Danilo – Houve muitas mudanças nessa forma de fazer. Nós estamos observando e me parece um movimento natural, por exemplo, as empresas atuarem no território em que elas estão, com uma fábrica, com uma loja ou uma unidade. Porém, os problemas sociais estão em todos os lugares da cidade. Esse é um desafio grande. Nós observamos também que, nos últimos anos, as empresas começaram a colaborar muito mais com o poder público, com as ações do poder público, o que é muito bom. Porém, em alguns casos, elas deslocaram esse investimento. Tirando do terceiro setor para poder somar na atividade pública. Isso afetou muito as organizações sociais e, aí, precisamos lembrar que na ausência do poder público porque – nós tivemos alguns avanços. Não dá para dizer que não – , mas o poder público está perdendo capacidade de resposta. O poder público não está conseguindo inovar na rapidez que a sociedade exige e as organizações sociais conseguem. A máquina de administração é muito pesada e as organizações sociais conseguem fazer isso. Na ausência do poder público, quem continua atuando são as organizações sociais. Nós estamos onde nem o poder público, muitas vezes, chega. É importante que as empresas compreendam que somar na atividade estatal é importante, mas não deixem de continuar colaborando de alguma forma com as organizações sociais porque nós, de fato, estamos onde ninguém está. Nós vamos aonde ninguém vai.

M&M – Quais os planos do AfroReggae para 2025 e para o futuro, de maneira geral?

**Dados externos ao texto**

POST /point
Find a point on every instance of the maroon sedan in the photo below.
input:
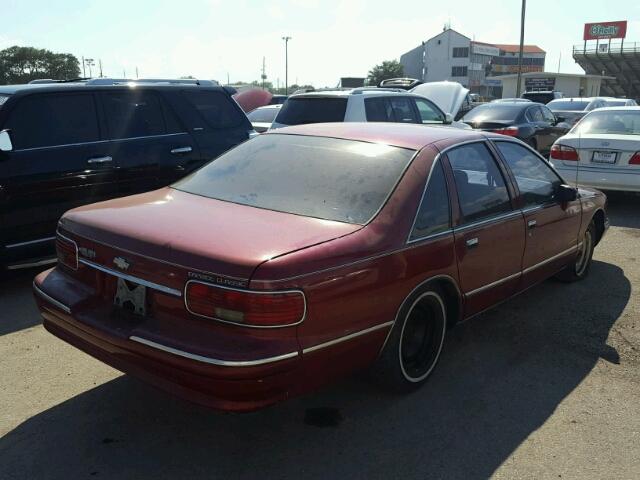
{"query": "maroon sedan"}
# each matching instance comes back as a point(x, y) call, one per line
point(307, 254)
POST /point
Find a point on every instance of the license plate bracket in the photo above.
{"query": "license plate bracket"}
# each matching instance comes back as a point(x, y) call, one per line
point(600, 156)
point(131, 296)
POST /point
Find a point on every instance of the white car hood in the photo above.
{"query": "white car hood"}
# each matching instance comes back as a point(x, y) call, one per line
point(446, 95)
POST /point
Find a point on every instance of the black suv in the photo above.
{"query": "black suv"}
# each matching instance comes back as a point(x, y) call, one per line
point(66, 145)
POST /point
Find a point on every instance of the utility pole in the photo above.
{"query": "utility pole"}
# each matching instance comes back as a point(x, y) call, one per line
point(518, 87)
point(286, 64)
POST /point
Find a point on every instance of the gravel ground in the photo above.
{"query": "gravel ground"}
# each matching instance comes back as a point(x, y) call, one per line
point(546, 385)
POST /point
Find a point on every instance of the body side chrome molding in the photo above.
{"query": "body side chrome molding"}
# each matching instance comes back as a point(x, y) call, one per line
point(30, 242)
point(338, 340)
point(209, 360)
point(51, 300)
point(258, 292)
point(131, 278)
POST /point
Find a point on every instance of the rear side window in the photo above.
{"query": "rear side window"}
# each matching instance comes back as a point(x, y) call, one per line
point(300, 111)
point(482, 191)
point(433, 214)
point(133, 114)
point(216, 109)
point(50, 120)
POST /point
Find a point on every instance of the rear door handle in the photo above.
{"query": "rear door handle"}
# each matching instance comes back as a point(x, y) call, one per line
point(100, 160)
point(181, 150)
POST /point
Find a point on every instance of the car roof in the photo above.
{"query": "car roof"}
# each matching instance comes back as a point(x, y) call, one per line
point(412, 136)
point(80, 86)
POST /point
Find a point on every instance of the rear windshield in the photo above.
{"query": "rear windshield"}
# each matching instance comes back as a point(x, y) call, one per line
point(618, 122)
point(495, 112)
point(298, 111)
point(565, 105)
point(263, 115)
point(332, 179)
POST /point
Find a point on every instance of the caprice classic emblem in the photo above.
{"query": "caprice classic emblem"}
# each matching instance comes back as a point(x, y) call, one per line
point(121, 263)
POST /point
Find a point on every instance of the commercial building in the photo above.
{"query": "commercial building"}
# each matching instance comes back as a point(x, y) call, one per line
point(619, 60)
point(453, 56)
point(570, 84)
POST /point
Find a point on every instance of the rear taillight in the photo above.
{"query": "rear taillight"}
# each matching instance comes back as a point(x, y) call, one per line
point(67, 251)
point(256, 309)
point(563, 152)
point(510, 131)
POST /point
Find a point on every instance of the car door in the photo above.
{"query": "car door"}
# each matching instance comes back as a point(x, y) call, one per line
point(145, 153)
point(59, 161)
point(552, 227)
point(489, 231)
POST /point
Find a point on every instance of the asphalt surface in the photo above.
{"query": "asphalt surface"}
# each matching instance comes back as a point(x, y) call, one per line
point(546, 385)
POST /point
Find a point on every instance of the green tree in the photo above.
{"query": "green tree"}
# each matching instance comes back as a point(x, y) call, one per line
point(23, 64)
point(387, 69)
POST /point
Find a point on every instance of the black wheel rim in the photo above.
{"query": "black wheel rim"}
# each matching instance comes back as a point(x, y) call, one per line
point(421, 340)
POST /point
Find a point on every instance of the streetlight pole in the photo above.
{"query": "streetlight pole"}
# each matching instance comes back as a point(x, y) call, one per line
point(286, 64)
point(518, 88)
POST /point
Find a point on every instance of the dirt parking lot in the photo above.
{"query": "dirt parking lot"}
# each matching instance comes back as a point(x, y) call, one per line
point(544, 386)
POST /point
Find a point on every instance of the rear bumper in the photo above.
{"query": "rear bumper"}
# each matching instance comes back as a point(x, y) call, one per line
point(211, 380)
point(604, 178)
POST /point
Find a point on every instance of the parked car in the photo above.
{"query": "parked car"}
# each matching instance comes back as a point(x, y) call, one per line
point(619, 102)
point(326, 249)
point(451, 97)
point(361, 105)
point(543, 97)
point(533, 123)
point(262, 117)
point(602, 150)
point(573, 109)
point(69, 144)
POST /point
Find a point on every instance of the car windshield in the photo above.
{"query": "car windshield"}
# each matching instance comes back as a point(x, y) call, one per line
point(619, 122)
point(557, 105)
point(263, 115)
point(298, 111)
point(495, 112)
point(332, 179)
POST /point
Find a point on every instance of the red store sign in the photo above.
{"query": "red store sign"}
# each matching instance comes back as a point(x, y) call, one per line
point(606, 30)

Danilo – Para este ano, nós estamos ampliando o AfroGames. Estamos abrindo, agora, em fevereiro, um centro de treinamento em São Gonçalo, além das unidades que eu já tenho. Duas na Maré, uma em Vigário Geral e uma no Cantagalo. Também queremos aperfeiçoar nossa metodologia. Nós tivemos algumas alterações. Essa reorganização programática, agora, está de alguma forma consolidada e eu preciso ter alguns avanços metodológicos. Esse ano nós queremos aperfeiçoar a metodologia dos projetos, principalmente, do AfroGames. Para Crespo Music, que é nosso selo, temos uma meta que é o lançamento de 80 faixas nas plataformas digitais. Estamos falando de cerca de 30 jovens, de favela, da comunidade LGBTQIAPN+, que não teriam a oportunidade de produzir seu fonograma sem o apoio do AfroReggae. Na agência Segunda Chance, estamos ainda nos recuperando desse pós-pandemia. Porque foi difícil para todo mundo e ainda mais para o público com que nós lidamos. Agora, estamos conseguindo recuperar o retrocesso que tivemos em função da pandemia. Para os próximos anos, queremos também avançar ainda mais na questão da formação dentro do audiovisual. Queremos, por meio do audiovisual, colaborar com a diversidade nas telas. Essa meta está muito clara para nós. Queremos aumentar a participação de artistas, de atores e atrizes negras, de favela, da comunidade LGBT na tela. Para além disso, nós queremos também, formar para atrás das câmeras. Isso é uma coisa que temos muito claro. Para uma visão mais a longo prazo, nós temos, por exemplo, a Antenar que é um negócio social que nós temos com um parceiro, a IHS Tower, que é a implantação de antenas de 4 e 5G dentro das favelas. Esse é um negócio social e acreditamos, inclusive, que nos próximos anos, ele pode colaborar com uma auto sustentabilidade da instituição. Eu preciso, em alguma medida, começar essa diversificação também das fontes de financiamento e ter um negócio social que me permita manter a atividade e a perenidade. A continuidade mesmo.